To help remedy the problem, CMI and Compas dedicated the next two employee holiday drives to raising money for books and furniture for the space.
With that base funding to start things off, Liguori staff kicked the plan into motion. Educators came up with a list of titles to start, and Gregorio hit up A Novel Idea bookstore on East Passyunk to collect them and ask for more recommendations. He also posted on social media asking independent and small-press writers if they wanted to donate copies of their work.
“Hundreds of books, dozens of boxes just started showing up at my house,” Gregorio said. “My wife wasn’t thrilled. It was a constant kind of joke: ‘Oh, you’ve got four more boxes at the door.’”
A Novel Idea co-owner Christina Rosso-Schneider, also an author, said it feels “surreal” to have two of her books on school library shelves, a personal first.

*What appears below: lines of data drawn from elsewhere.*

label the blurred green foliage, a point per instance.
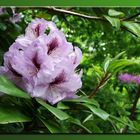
(99, 40)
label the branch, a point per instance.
(74, 13)
(103, 80)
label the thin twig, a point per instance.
(75, 13)
(103, 80)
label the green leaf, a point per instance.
(50, 126)
(9, 114)
(117, 65)
(60, 105)
(115, 13)
(115, 22)
(77, 122)
(97, 111)
(9, 88)
(55, 111)
(89, 117)
(132, 27)
(84, 100)
(3, 27)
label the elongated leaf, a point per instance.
(57, 112)
(9, 88)
(50, 127)
(97, 111)
(11, 115)
(89, 117)
(117, 65)
(132, 27)
(115, 13)
(60, 105)
(84, 100)
(115, 22)
(77, 122)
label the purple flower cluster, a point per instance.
(129, 78)
(44, 64)
(16, 17)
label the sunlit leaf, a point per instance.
(132, 27)
(97, 111)
(115, 22)
(55, 111)
(9, 114)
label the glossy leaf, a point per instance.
(10, 114)
(115, 22)
(84, 100)
(77, 122)
(55, 111)
(50, 126)
(97, 111)
(132, 27)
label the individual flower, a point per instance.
(129, 78)
(14, 18)
(126, 78)
(43, 64)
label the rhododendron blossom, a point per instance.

In addition to the small-press section, the Liguori library’s offerings include a lot of horror and science fiction as of now, Gregorio said. He’d like to add more literary fiction and young adult novels to the collection, which he said he hasn’t counted, other than noting it’s grown a lot over the past few months.
There’s not yet any specific time built into students’ daily schedules to visit the library, according to Gregorio, but he hopes to do that next year.
Abigail Appleton, who teaches workforce and career development skills, said she’s been excited to see students going into the library unprompted.
“At my high school, the library was really a place where people were every single day,” said Mary Theresa Martin, who also teaches workforce at Liguori. She described it as a safe place where students could get away from their desk and explore the things that interested them. “And for our students, they’re gonna have that same opportunity now.”